Some of the cases involve women who have been sterilized after giving birth through cesarean and women who have had IUDs inserted without their knowledge or consent. Other women merely report a "painful procedure" carried out by the mobile health teams, which they can neither describe nor understand.

Voluntary sterilization is one of the tasks carried out by medical brigades that periodically visit marginalized areas, said the Guerrero state secretariat of health. But it conceded that no one should be forced or tricked into accepting the procedure.

More than 90 percent of Mexico's 10 million Native people -- of a population of 100 million -- live in extreme poverty. The birth rate among Indians stands at 3.8 children per woman, compared to a national average of two, while infant mortality amounts to 48.3 per 1,000 live births, much higher than the national rate of 28.2 per 1,000.

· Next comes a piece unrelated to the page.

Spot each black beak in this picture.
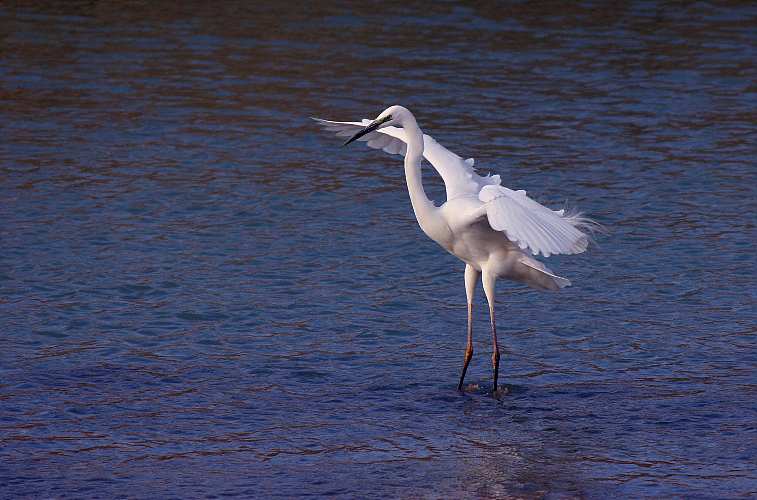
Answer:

More people in Native communities are sterilized than in the population at large, and most do not dare denounce that they were pressured or forced into doing so, out of fear, said Arturo Campos, president of the Independent Organization of Mixtec and Tlapaneco Peoples in the state of Guerrero.

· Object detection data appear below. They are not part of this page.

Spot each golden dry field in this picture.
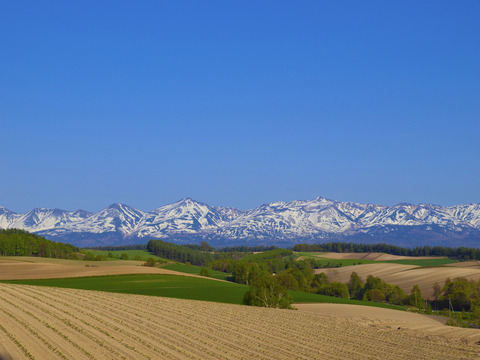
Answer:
[315,262,480,298]
[0,257,216,281]
[317,252,444,261]
[0,284,480,360]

The 16 Native men were forced to undergo vasectomies by means of "deceit and threats, and now they live in shame because of it," said Campos.

"Where we live, that is not our custom. Many people laugh at them, saying they can no longer have sex. Great psychological damage was inflicted on these men, and it was a violation of our customs," he added.

The Guerrero Human Rights Commission said "artifice and deceitful measures were used to obtain the consent of the complainants, who due to the situation of extreme poverty in which they live agreed to undergo vasectomies."

According to the testimony he gave, Vicente Catarino, a father of three who was only 23 years old at the time, said he agreed to the operation because "they were going to give me money and clothing too, and all the food I needed.

"But they didn't give me anything, they just fooled me...and they only gave me 50 pesos ($5.60), that's all. But I didn't want to have the operation because I'm young."

Martin Garcia, 34, a father of seven, said he was sorry he gave in to the doctors' pressure. Now "we feel ugly, because life has changed for us, we feel we are no longer normal people," he added.